The clandestine operation — funded by NCTV, the National Security Services, the Netherlands' leading counter-terrorism agency — was prompted by the social unrest and uncertainty following multiple terror attacks in 2013, and a rise in Islamic radicalization.


The NCTV, which advises and financially supports municipalities in countering radicalization, put the municipalities in touch with Nuance by Training and Advice (Nuance door Trainingen en Advies, NTA), a private research agency based in Deventer, Netherlands. Among the institutions targeted by the investigations, which came at a cost of circa 500,000 euros, were the Al Mouahidin mosque in the central Dutch town of Ede, and the Nasser mosque east of the city of Utrecht, according to NRC.

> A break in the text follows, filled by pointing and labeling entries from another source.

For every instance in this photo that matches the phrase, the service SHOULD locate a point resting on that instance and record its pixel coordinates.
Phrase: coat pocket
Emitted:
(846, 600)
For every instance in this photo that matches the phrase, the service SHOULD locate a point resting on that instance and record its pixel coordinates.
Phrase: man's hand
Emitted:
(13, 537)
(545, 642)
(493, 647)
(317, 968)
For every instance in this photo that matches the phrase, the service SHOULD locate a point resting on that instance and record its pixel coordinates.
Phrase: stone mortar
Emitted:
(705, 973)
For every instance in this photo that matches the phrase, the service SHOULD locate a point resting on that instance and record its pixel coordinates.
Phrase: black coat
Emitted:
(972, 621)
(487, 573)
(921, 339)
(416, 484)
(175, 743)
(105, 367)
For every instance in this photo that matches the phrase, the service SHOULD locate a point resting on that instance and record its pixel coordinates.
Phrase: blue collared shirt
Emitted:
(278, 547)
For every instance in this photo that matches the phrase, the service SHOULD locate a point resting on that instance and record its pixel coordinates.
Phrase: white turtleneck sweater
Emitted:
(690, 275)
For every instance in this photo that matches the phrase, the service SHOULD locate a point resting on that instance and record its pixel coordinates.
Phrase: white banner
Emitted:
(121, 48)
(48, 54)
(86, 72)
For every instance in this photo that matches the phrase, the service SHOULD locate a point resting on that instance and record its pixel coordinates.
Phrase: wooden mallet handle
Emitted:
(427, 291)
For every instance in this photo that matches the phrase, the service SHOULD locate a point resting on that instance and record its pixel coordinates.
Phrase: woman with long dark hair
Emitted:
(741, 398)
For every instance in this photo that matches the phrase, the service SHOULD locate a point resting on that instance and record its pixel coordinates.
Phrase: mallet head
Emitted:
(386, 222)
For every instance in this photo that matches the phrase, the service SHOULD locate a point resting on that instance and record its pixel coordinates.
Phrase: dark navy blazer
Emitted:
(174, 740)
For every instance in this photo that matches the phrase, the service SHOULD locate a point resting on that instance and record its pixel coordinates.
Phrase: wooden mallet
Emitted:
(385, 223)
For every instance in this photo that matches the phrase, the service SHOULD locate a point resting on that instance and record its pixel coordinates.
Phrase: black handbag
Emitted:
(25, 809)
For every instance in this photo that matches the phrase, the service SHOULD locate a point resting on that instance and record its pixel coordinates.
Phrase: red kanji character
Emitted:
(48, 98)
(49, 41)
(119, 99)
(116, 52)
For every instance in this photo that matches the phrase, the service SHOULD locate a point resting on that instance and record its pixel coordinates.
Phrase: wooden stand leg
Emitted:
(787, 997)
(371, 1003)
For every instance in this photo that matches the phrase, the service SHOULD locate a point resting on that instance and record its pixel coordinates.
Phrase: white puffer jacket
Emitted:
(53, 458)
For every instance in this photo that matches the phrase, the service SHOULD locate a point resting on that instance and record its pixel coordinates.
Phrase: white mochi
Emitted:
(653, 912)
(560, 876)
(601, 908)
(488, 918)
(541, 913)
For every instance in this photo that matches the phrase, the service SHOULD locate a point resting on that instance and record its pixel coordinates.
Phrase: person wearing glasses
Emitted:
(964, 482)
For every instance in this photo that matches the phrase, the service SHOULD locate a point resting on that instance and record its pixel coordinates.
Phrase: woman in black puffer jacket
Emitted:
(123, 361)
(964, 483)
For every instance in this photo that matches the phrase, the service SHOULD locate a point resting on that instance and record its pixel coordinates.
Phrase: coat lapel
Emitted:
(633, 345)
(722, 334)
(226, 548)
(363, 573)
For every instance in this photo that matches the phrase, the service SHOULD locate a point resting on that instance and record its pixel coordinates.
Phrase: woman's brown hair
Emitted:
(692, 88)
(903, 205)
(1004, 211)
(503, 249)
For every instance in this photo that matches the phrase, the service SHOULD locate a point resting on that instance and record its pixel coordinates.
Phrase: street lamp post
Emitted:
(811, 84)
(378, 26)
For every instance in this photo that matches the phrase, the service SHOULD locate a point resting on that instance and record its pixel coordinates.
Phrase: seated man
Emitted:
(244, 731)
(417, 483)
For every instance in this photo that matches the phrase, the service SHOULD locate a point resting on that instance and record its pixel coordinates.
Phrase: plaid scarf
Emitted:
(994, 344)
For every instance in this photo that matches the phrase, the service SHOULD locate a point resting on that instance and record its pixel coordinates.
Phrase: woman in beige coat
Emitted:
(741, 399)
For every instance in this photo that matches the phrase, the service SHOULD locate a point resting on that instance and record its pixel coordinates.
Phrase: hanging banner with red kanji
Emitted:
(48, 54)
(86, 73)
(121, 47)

Photo of people standing on prayer mats inside a Dutch mosque

Praying inside a Dutch mosque.

Hollandse-Hoogte/ZUMA

Broken trust in Islamic community

Unlike public officials, the private agency can enter the mosques to clandestinely research the situation. In this case, the agents observed activity, talk to visitors, administrators, and religious leaders, and investigated what they do and say on social media.

All findings then wound up in a secret report which includes personal details about what the administrators and teachers studied, who their relatives are, with whom they argued, and how often they had contact with authorities in foreign countries, like Morocco.

Leaders of the Muslim organizations that were secretly probed say they feel betrayed.

It is unclear whether the practice is legal, which is why several members of the Dutch Parliament are now demanding clarification from the outgoing Minister of Justice and Security, Ferd Grapperhaus, who is said to be involved.

"The ease with which the government violates (fundamental) rights when it comes to Islam or Muslims is shocking," Stephan van Baarle, member of the leftist party DENK, told De Volkskrant, another Dutch newspaper.

Leaders of the Muslim organizations that were secretly probed say they feel betrayed. Hassan Saidi, director of one of the mosques investigated, said that the relationship with the local municipality had been good. "This puts a huge dent in the trust I'd had in the municipality," he told the Dutch public broadcaster NOS.